After a pleasant enough 3 hour bus ride from Rio’s Galeâo International Airport, we found ourselves in Buzios. A playground of Rio’s jet set, the peninsula is a beach lover’s dream with 23 different beaches offering higher than average sunshine all year round. A strange quirk of the place is that many Spanish-speaking people live here, making it unique in a country where Portuguese is the official language.
Originally settled by European pirates and slave traders, unsurprisingly the place prospered and became a picturesque fishing village, famous for its unique combination of rustic charm, incredible beauty and sophisticated boutiques and restaurants.
The main reason people flock here though, is those 23 beaches. Each beach and its surrounding suburb is quite distinct from another, in terms of size, facilities, crowd and overall vibe. So you can either pick your favourite, and stick to it, or if you’re the energetic and outdoorsy type, you can walk to several different beaches in a day.
One of the best, in my opinion, and the place we spent most of our time is Ferradura. The place we called home is a cove with calm waters and is a favourite of families and fans of water sports. Besides the tranquility, the beach also offers a range of kiosks on one side, serving cocktails, oysters and a range of freshly cooked meals including shrimp patties, fish fingers and sea bass stew with coconut milk and palm oil.
That was an absolute pleasure. We ordered our food an drinks from the pop-up restaurant and bar, and it was all delivered, cooked to perfection and placed on a table set up for us in the sand. But if you don’t feel like eating a full meal on the beach, there are constant vendors selling a range of warm, delicious bite-sized pies, so you’re never going to go hungry.
Our absolute favourite spot for lunch, however, turned out to be at Rocka restaurant, looking out over Brava Beach, a couple of bays over. A funky upmarket beach shack, we spent one entire afternoon there, enjoying seafood and bubbly alongside the beach club and people bronzing themselves on a thin sliver of sand above high tide.

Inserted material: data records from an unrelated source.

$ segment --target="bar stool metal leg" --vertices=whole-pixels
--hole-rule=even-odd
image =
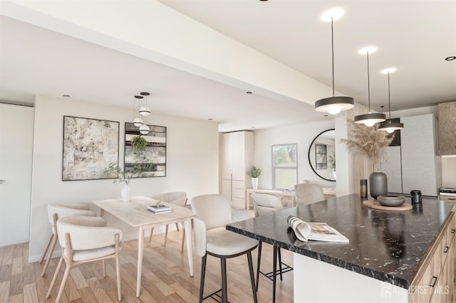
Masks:
[[[200,283],[200,303],[202,303],[203,290],[204,289],[204,275],[206,274],[206,260],[207,255],[202,257],[201,261],[201,282]]]
[[[252,262],[252,252],[247,252],[247,260],[249,261],[249,271],[250,272],[250,282],[252,283],[252,293],[254,294],[254,302],[256,303],[256,289],[255,289],[255,277],[254,277],[254,265]]]
[[[258,262],[256,262],[256,290],[258,292],[258,282],[259,281],[259,265],[261,261],[261,241],[258,242]]]

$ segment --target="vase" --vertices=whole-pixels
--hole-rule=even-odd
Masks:
[[[258,189],[258,178],[252,178],[252,187],[254,190]]]
[[[122,200],[123,202],[130,201],[130,192],[131,191],[131,188],[130,186],[125,185],[122,188],[122,190],[120,191],[120,194],[122,195]]]
[[[388,194],[388,179],[383,172],[373,172],[369,175],[369,190],[374,199]]]

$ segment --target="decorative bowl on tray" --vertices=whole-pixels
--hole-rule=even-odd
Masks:
[[[400,206],[405,202],[405,197],[395,195],[383,195],[377,197],[377,201],[383,206]]]

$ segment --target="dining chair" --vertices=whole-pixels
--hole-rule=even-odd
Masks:
[[[89,210],[88,205],[84,203],[52,203],[48,205],[48,219],[49,224],[52,226],[51,236],[40,260],[40,264],[43,263],[46,254],[51,246],[51,250],[48,254],[48,258],[44,263],[44,267],[41,272],[41,277],[44,276],[49,265],[49,261],[52,258],[52,254],[56,249],[56,245],[58,241],[58,233],[57,232],[57,220],[59,218],[70,216],[89,216],[95,217],[96,214],[92,210]]]
[[[254,213],[255,217],[269,215],[271,212],[285,209],[281,197],[266,193],[252,193],[252,202],[254,205]],[[261,260],[262,242],[258,242],[258,263],[256,266],[256,291],[259,284],[259,274],[261,273],[266,278],[272,281],[272,302],[276,302],[276,281],[277,275],[280,275],[280,280],[282,280],[282,274],[293,270],[293,268],[282,262],[280,247],[273,245],[273,270],[264,273],[260,270],[260,263]],[[277,257],[279,257],[279,270],[277,270]],[[283,266],[282,266],[283,265]]]
[[[170,192],[160,195],[156,195],[151,197],[152,199],[157,200],[159,201],[167,202],[171,204],[174,204],[178,206],[185,206],[187,202],[187,192]],[[166,242],[168,238],[168,227],[169,224],[166,225],[166,229],[165,230],[165,246],[166,246]],[[179,232],[179,225],[176,223],[176,229]],[[152,236],[154,233],[153,227],[150,230],[150,237],[149,237],[149,243],[152,241]],[[182,237],[183,239],[183,237]]]
[[[103,274],[106,277],[107,259],[115,260],[117,294],[120,294],[120,252],[122,250],[122,230],[106,227],[106,220],[101,217],[66,217],[58,219],[57,228],[61,235],[58,242],[62,247],[62,256],[58,261],[49,289],[46,295],[51,296],[63,261],[66,265],[60,284],[56,303],[58,303],[71,269],[80,264],[103,261]]]
[[[254,302],[256,303],[252,251],[256,247],[258,242],[225,230],[225,225],[232,222],[232,217],[230,202],[223,195],[212,194],[195,197],[192,199],[192,207],[195,214],[193,218],[195,249],[197,255],[202,257],[200,303],[209,297],[217,302],[220,302],[219,299],[221,299],[223,303],[228,302],[227,259],[244,254],[247,255]],[[203,297],[206,260],[208,255],[220,259],[222,289]],[[222,295],[219,294],[220,292]]]
[[[298,183],[294,185],[296,205],[307,205],[325,200],[321,186],[316,183]]]

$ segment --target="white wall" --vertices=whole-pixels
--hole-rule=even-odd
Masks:
[[[323,187],[335,187],[336,183],[326,181],[315,174],[309,163],[308,153],[312,140],[320,133],[334,128],[334,120],[309,123],[254,131],[254,165],[261,169],[259,188],[272,188],[271,145],[274,144],[298,144],[298,181],[309,180]],[[337,163],[337,160],[336,160]],[[337,167],[337,166],[336,166]]]
[[[132,115],[131,109],[44,96],[36,97],[35,106],[31,262],[39,260],[51,233],[46,209],[48,203],[88,202],[98,211],[90,201],[120,197],[123,185],[114,185],[112,180],[62,181],[63,115],[119,121],[119,160],[123,163],[125,122],[129,121]],[[149,116],[147,123],[167,127],[167,176],[133,179],[130,183],[132,196],[184,190],[191,198],[197,195],[218,192],[217,123],[158,113]],[[124,239],[138,237],[136,229],[109,214],[105,217],[108,225],[123,229]]]

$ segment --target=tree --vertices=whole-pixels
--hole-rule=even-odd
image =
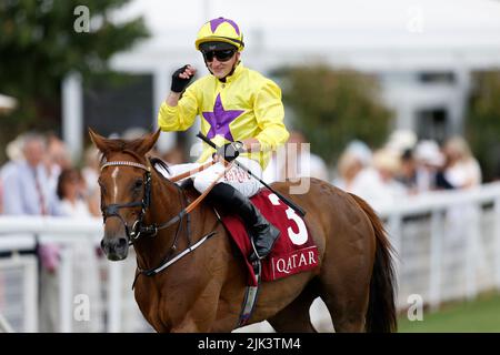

When we’d had enough of the beach, the stylish Insolito boutique hotel back in Ferradura became our base for sundowners, with the DJ creating a great chilled lounge vibe. Then we would inevitably move up to the restaurant deck, also overlooking the ocean for top quality dinner dishes and a great selection of wine.
In the evenings, when we felt like a bit more action we caught a taxi over to the central waterfront and fishermen’s village, peppered with colourful boats. At dinnertime, the traditional address of restaurants is Rua das Pedras and its Orla Bardot, a beautiful stretch that leads to Praia dos Ossos, the birthplace of the town of Búzios. It gets very lively in the evening as people fill the pavement bars,cafes and clubs whilst families take long, slow walks through the village. Some of the best pizza we’ve ever had can be found at the ever popular Lorenzo Pizzeria & Cantina and another of our absolute favourite seaside places was BarDoZee, a stylish whitewashed restaurant with exquisite food and laid back vibe.
Buzios really is an amazing beach holiday that can be a s chilled or busy as you like. So if you find yourself in this part of Brazil, you’d do very well to stop and spend a few days sunning yourself and soaking up the party vibe at night.